Every Englishman of good family can manage a boat, drive a carriage, and is at home in the saddle. Accustomed from his childhood to bodily exercise, he thinks nothing of a hundred mile walk or a row from London to Oxford. A walking tour from London to Edinburgh is not at all an uncommon thing to hear of. The outfit of an English tourist is no encumbrance to him: he puts into a bag a flannel shirt, a dozen collars, and a couple of pairs of socks and, stick in hand, off he goes. I know one who walked last year as far as the north of Scotland. His friends teased him for having made up his mind to take the train to the border. “A little pluck,” said they to him, “do the whole on foot while you are at it, your railway ticket will destroy all the merit and charm of the affair.” The year previous, during the summer holidays, he had walked a distance of over a thousand miles in Norway.

This habit of walking is kept up by Englishmen to a very advanced age. Go to the provinces, you may there see old men doing their five or six miles every day; when they knock off, it is to take to their beds, and prepare to go and sleep in Abraham’s bosom. In the country, in France, our old men, gouty or crippled with rheumatism for the most part, pass half the day at table; after their dinner, you may see them leaning on the arm of an old servant, crawling along the public promenades.
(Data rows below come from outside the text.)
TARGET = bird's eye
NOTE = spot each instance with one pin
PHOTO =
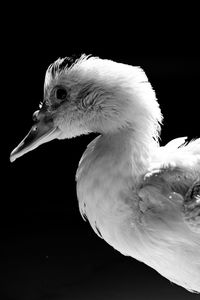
(61, 94)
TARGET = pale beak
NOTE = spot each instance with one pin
(41, 132)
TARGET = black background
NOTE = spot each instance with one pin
(47, 250)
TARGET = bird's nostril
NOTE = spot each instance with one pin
(35, 116)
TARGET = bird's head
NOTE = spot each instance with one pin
(91, 94)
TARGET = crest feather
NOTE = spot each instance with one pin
(61, 65)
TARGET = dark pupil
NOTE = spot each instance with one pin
(61, 94)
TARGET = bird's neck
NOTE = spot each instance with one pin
(128, 150)
(123, 152)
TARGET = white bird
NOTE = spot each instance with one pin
(142, 199)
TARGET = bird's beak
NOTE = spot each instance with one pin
(41, 132)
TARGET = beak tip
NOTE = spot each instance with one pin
(12, 156)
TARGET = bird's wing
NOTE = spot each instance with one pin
(171, 187)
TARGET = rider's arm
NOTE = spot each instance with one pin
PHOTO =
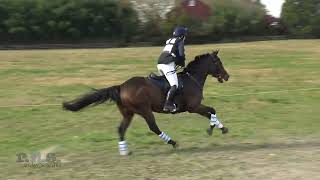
(181, 57)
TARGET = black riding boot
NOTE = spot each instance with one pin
(168, 105)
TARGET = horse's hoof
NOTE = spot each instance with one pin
(175, 146)
(209, 131)
(224, 130)
(125, 153)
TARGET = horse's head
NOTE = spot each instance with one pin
(216, 68)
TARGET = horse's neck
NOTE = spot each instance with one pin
(200, 76)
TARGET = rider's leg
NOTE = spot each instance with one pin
(171, 75)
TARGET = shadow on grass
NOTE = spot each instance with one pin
(241, 147)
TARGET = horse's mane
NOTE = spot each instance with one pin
(196, 62)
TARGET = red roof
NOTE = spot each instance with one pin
(198, 9)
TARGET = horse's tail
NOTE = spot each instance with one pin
(96, 97)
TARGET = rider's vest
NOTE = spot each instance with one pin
(170, 47)
(170, 51)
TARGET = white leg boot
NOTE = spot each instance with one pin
(123, 148)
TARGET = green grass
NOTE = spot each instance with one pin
(273, 133)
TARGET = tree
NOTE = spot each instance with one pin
(302, 17)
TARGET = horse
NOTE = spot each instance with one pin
(143, 96)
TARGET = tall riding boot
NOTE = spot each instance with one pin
(168, 105)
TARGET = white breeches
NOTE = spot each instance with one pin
(170, 72)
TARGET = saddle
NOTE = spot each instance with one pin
(163, 83)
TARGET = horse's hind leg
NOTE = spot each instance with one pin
(127, 117)
(149, 117)
(210, 113)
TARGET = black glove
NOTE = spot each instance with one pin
(181, 61)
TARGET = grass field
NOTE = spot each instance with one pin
(271, 105)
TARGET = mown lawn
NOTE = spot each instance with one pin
(271, 106)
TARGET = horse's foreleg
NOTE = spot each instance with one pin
(127, 117)
(210, 113)
(149, 117)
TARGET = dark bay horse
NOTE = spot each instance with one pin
(139, 95)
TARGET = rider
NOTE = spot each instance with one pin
(172, 55)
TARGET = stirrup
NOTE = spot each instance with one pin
(174, 109)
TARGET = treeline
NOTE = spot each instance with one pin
(302, 17)
(118, 21)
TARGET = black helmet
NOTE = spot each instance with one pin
(180, 31)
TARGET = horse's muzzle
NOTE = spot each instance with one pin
(225, 78)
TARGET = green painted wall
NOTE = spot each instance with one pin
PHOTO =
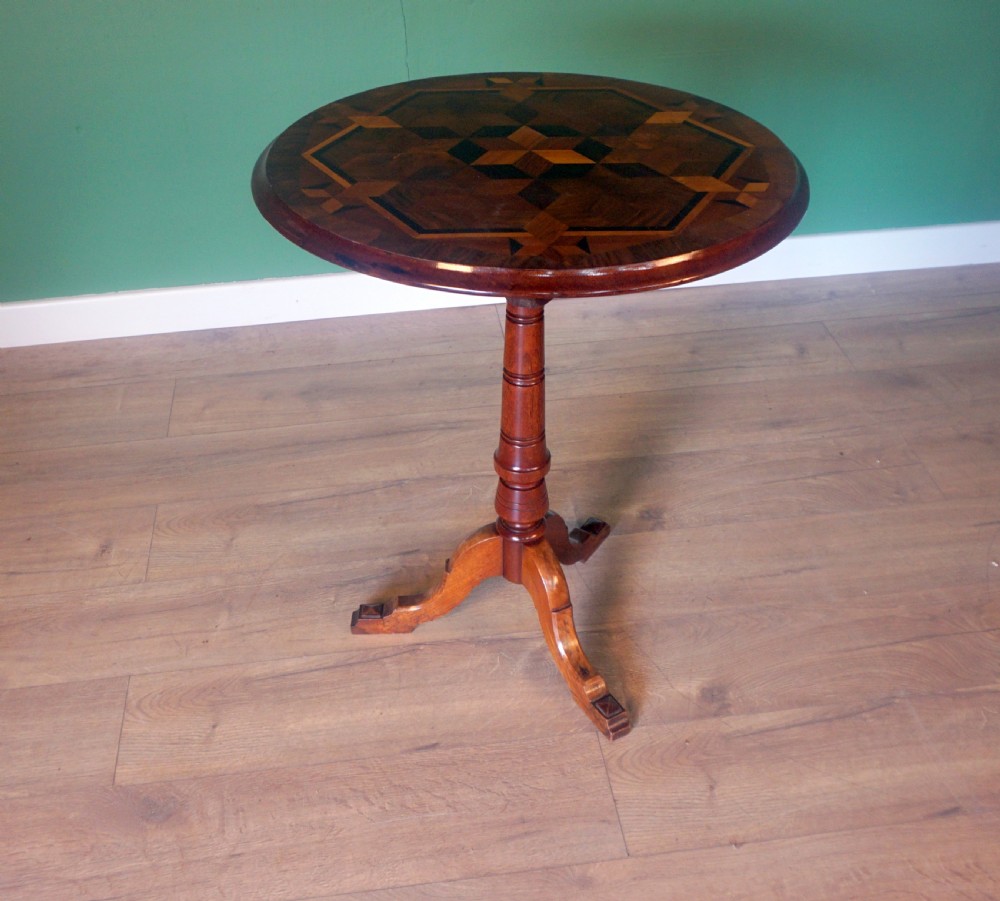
(129, 127)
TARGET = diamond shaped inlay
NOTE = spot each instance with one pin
(524, 151)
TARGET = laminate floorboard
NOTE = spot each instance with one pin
(799, 603)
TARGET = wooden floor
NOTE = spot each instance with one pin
(799, 603)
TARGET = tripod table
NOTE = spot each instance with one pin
(530, 187)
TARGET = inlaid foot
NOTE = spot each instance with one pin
(578, 545)
(479, 557)
(543, 577)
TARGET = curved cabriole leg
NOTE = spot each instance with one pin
(576, 546)
(543, 577)
(479, 557)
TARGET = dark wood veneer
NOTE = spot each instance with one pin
(530, 187)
In France, a man is often old at sixty; the effects of a youth, too often spent in dissipation, and of a life in most cases sedentary, become sadly apparent, and if he live to a great age, the closing years of his existence are a burden to himself and to those around him.

…but such is not the case in England: here every one dies of a green old age. I have an old friend in his eighty-eighth year, who, summer and winter, religiously takes his tub every morning, and who would not think of sitting down to luncheon without first having done his three or four miles. He is bright, cheery, will sing you a song at dessert, and never forgets to tell you of the peas he means to sow next year. Methinks he will gather many a bushel yet.

It is very difficult to find reliable sources for life expectancy at the tail end of the 19th Century, in order to back up O’Rell’s claims, but it does seem that France was lagging behind Britain by a few years.  The figures were also highly skewed in those days by infant mortality, so tended to be more a reflection of that, rather than how well people fared in later years.  However, O’Rell makes a compelling argument for the benefits of an active lifestyle.

The painting that illustrates this snippet is by Caspar David Friedrich, my favourite artist.  If you are not familiar with his work, do a search for The Stages of Life and Monastery Graveyard in the Snow, both incredibly beautiful, atmospheric and meaningful paintings.